Leaching tests followed the Synthetic Precipitation Leaching Procedure (SPLP, U:S: EPA Method 1312). Leachates were analyzed for pH using the WTW Multiline P3. Leachates and water samples collected in situ were analyzed for selected metals using a 4100 MP-AES system (Agilent, Santa Clara, CA, USA). Co, Ni and Pb were determined applying the FLIC correction, on the basis of the overlap of blank and standard spectra in order to avoid Fe interferences [
22]. Sulfate contents were determined with the turbidimetry technique by use of an Orbeco-Hellige photometer (Farmingdale, NY, USA).
5. Discussion
The distribution of metals in feed, concentrate and the two tailings strongly reflects their behavior during flotation, that, in turn, depends on the mineralogic phase hosting the metals. A first group of elements (Ni, Al, Ca, Cr, K, Mg, Mn, Na, Ti) is mainly hosted in gangue phases (feldspar, quartz, chlorite). These metals show the highest concentrations in old dump samples, that are strongly depleted in sulfides and hence indirectly enriched in gangue minerals. A second group of elements (Au, Ag, Cu, Cd, Mo, Pb, Zn, Sb) is strongly enriched in the concentrate, showing that these elements are mainly hosted in chalcopyrite and sphalerite, in microscopic inclusions within them or in accessory phases that also report to the concentrate.
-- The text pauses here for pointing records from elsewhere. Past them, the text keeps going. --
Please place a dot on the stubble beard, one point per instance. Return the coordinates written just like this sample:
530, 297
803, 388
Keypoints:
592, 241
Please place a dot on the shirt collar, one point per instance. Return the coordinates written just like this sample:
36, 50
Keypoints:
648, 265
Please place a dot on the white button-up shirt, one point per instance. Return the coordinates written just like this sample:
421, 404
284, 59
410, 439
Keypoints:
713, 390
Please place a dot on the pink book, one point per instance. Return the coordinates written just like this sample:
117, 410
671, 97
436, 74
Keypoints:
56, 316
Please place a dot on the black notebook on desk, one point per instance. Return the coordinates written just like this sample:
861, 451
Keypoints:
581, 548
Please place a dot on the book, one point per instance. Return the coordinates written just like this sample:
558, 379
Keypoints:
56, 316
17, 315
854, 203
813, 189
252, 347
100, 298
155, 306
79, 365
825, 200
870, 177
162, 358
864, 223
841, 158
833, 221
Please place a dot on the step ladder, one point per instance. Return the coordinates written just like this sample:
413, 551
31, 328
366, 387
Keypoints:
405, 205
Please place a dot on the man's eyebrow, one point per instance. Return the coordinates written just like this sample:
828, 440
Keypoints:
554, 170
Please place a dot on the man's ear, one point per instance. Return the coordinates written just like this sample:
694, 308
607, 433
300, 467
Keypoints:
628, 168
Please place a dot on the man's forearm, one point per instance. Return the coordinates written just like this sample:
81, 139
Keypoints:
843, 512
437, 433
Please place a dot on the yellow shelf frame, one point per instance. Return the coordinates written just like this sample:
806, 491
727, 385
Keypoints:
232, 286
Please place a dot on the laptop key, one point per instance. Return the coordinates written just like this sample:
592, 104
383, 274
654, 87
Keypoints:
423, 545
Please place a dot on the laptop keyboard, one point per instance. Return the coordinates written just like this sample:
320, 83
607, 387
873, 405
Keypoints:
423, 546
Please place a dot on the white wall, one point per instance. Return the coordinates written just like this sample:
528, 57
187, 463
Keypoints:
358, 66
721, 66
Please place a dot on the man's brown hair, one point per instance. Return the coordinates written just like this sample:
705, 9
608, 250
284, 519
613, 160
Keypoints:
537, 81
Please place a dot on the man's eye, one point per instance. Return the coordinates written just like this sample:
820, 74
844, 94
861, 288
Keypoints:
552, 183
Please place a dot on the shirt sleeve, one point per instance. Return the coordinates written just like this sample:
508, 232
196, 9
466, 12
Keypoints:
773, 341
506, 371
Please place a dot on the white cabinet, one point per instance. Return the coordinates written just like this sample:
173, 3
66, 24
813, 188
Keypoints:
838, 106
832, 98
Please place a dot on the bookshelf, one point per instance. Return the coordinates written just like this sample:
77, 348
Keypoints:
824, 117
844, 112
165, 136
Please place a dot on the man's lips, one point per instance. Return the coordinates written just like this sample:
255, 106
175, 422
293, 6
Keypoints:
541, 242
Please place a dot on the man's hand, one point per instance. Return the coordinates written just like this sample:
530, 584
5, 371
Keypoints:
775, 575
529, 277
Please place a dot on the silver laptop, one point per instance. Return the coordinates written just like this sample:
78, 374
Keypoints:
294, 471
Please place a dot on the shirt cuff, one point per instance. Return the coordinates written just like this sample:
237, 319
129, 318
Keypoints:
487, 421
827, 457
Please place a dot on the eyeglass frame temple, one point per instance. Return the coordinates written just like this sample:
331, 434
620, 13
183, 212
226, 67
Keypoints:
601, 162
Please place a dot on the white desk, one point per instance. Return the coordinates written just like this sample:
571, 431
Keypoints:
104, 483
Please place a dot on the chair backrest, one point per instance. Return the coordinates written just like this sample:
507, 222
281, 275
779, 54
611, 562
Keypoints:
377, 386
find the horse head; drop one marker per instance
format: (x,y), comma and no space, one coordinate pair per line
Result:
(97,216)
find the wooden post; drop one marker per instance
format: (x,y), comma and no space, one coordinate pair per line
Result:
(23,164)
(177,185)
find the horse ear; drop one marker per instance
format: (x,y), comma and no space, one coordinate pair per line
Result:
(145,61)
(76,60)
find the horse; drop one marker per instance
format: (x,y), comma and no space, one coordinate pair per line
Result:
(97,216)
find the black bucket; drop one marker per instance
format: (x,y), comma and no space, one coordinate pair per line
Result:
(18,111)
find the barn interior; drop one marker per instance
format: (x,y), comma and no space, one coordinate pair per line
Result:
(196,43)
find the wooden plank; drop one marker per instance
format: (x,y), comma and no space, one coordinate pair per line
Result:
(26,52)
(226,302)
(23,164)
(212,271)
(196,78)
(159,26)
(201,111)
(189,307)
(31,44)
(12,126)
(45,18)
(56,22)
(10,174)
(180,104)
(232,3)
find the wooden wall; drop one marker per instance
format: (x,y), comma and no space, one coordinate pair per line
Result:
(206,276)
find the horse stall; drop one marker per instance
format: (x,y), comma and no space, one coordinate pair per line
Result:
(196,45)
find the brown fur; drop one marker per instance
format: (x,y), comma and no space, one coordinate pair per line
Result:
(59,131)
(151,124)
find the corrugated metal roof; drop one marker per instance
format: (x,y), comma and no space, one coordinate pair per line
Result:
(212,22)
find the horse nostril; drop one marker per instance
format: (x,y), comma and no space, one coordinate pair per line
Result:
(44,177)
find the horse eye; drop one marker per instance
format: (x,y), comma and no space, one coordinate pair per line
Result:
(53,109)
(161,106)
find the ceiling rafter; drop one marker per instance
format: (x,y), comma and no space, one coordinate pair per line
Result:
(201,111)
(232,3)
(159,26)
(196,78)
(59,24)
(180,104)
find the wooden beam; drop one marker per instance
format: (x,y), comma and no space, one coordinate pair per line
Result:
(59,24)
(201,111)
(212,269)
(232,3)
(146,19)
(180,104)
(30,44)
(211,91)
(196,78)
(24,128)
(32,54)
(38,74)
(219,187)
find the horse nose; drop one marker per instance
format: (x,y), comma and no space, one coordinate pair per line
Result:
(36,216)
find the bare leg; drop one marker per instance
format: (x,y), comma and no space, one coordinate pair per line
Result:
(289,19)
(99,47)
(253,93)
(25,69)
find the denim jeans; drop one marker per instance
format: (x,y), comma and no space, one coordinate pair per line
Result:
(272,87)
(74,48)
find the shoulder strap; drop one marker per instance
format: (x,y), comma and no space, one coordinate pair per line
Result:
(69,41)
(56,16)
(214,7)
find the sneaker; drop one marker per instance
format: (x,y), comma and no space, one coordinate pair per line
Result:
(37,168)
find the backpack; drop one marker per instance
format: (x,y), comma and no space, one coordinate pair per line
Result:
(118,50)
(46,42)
Hence, they are preferentially accumulated in the concentrate. A third group composed of As and Co shows the highest concentrations in the new dump, being related to pyrite but not chalcopyrite. Finally, Fe, by far the most abundant metal in the system, is only depleted below 20% in the old dump due to its abundance in gangue minerals.
Sulfur contents mainly reflect the distribution of pyrite and hence the single or double flotation process employed. Due to separation of a pyrite concentrate old dump material is strongly depleted in pyrite and sulfur when compared to the new dump material.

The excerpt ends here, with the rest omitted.